Pauline is 15, and grew up in the heart of Dibaya territory in Kasai Central. The region is incredibly poor, but was previously peaceful, until a conflict between a local hereditary leader and the government spiralled into widespread violence.

We need peace in the Kasais, DRC | Pauline, 15

War is at the root of all the troubles. The fighting started in August 2016, and it was March when they attacked us. Now, they tell us that we have peace.

I was sleeping at home with my parents when the battle started in March. We heard the armed men knocking from door to door. They were going into the houses and killing people.

I was sharing a bed with my little sister. We woke up, opened the door, and ran. Papa and Maman fled too; we don’t know where they went. 

We followed some merchants who were pushing their bicycles on the road to Kananga. My little sister can only walk short distances at a time, and we slept in the bush. From Kananga we went to find our grandmother.

When we arrived at our grandmother’s house, months had passed. Our grandmother told us that our Papa, Maman, and our brothers and sisters had all been killed.

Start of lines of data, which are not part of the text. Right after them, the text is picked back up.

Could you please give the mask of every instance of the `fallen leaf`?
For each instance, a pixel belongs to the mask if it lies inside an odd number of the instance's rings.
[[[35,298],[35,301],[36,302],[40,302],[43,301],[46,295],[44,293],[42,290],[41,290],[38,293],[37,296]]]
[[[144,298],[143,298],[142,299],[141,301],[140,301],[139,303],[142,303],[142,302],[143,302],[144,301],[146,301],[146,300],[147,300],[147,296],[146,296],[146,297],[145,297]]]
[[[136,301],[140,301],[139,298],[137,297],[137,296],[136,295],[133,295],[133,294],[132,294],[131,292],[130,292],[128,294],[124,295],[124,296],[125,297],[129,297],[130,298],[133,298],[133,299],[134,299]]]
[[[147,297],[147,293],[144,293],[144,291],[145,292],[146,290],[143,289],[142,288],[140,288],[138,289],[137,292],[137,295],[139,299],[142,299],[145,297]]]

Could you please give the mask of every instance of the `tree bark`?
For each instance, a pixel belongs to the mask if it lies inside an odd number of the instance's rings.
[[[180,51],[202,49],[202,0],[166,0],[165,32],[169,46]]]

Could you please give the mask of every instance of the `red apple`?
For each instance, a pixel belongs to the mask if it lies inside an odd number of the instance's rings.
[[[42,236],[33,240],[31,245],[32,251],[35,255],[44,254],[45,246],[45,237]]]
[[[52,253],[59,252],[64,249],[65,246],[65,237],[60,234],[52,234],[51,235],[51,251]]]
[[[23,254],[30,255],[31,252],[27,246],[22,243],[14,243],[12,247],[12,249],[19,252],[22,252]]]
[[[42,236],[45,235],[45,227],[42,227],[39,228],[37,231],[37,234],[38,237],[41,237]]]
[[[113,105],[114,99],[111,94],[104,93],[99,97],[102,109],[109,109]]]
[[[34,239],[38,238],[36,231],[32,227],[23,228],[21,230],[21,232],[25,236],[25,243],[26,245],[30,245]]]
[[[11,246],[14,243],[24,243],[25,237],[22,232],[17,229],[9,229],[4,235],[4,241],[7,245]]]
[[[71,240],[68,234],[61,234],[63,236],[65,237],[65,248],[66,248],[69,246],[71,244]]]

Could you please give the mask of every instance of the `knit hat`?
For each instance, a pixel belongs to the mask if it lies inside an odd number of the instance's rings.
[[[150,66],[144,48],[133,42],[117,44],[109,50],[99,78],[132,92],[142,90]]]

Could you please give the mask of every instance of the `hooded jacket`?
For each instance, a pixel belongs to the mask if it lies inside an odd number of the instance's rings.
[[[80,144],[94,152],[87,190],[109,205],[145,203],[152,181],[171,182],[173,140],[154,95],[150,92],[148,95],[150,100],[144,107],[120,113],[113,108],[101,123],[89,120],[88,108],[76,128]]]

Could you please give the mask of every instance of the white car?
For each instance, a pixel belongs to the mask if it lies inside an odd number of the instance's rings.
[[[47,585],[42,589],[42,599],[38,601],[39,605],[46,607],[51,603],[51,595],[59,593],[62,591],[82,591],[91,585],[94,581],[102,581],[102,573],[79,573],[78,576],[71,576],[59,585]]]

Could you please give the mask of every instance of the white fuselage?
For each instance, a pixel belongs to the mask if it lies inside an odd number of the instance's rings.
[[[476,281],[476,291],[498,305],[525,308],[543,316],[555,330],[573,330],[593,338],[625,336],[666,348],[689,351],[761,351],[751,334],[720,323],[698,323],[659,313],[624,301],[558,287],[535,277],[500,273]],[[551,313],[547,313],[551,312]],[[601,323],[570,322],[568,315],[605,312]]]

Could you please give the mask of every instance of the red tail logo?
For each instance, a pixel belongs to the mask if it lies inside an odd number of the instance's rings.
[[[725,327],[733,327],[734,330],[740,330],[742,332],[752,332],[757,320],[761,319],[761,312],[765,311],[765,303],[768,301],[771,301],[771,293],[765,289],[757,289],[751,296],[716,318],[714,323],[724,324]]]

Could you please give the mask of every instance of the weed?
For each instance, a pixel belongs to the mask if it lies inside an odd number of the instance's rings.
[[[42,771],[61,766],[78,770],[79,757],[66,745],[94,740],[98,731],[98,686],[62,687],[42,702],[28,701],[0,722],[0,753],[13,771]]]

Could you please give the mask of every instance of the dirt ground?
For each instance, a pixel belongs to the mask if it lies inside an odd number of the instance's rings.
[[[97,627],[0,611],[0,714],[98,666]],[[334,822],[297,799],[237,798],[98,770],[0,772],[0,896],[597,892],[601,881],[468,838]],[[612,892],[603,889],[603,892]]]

I’m 15 years old, and my sister Misenga is ten. I don’t study anymore, but at home I was in 5th grade.

The militias of the Chief of the Kamunia Nsapu were at the root of all the conflict. We would just hear people say that there was going to be war, but we didn’t know how it was going to be. One day we just saw it start. And then we started hearing rumours about people being killed and beheaded.

They told us that the war would give us a good government and we’d all be able to go to school for free. They’d give us things, like notebooks and backpacks for school.

I knew some girls who joined the militia. They were my age, or even younger than me. They went off to battle to kill people and drink their blood. All with the goal of having lower prices for food, and school supplies, and getting good health care.

We all used to suffer before the war. We only ate if Mum managed to grow something in the fields, or if she did some manual labour to earn enough money to buy some flour. My Papa would cut palm nuts to sell. We ate twice a day.

Now we have peace because the armed groups met and agreed to stop. But in order to keep the peace, no one can go to war again.

We need the elections to go peacefully. When they happen, I hope whoever wins has a good character. It would be good if he can make food more affordable, so that orphans like us can live well and eat.

I’ve seen people register to vote for the elections. They said that even children should register, but when I tried to go my Grandmother said not to be silly, that they would chase me from the registration centre. If my grandma had let me go, I would have registered and if I was old enough I would vote when we have the elections.

If the war starts again, we’ll flee and find another village to go to. But right now the militia isn’t here anymore; they’ve fled. If they try to start again, we’ll share our food with them so they won’t fight anymore.

I want to serve my country and become a nun when I’m older. I hope the peace lasts.


*Pauline isn’t in school, but currently attends World Vision’s Child Friendly Space on the outskirts of Kananga every day. World Vision is working with a local partner organisation, Cooperative Reveil de Kananga, to open six Child Friendly Spaces that will give children affected by the conflict a safe space to play and process their experiences, as well as receive psychosocial support.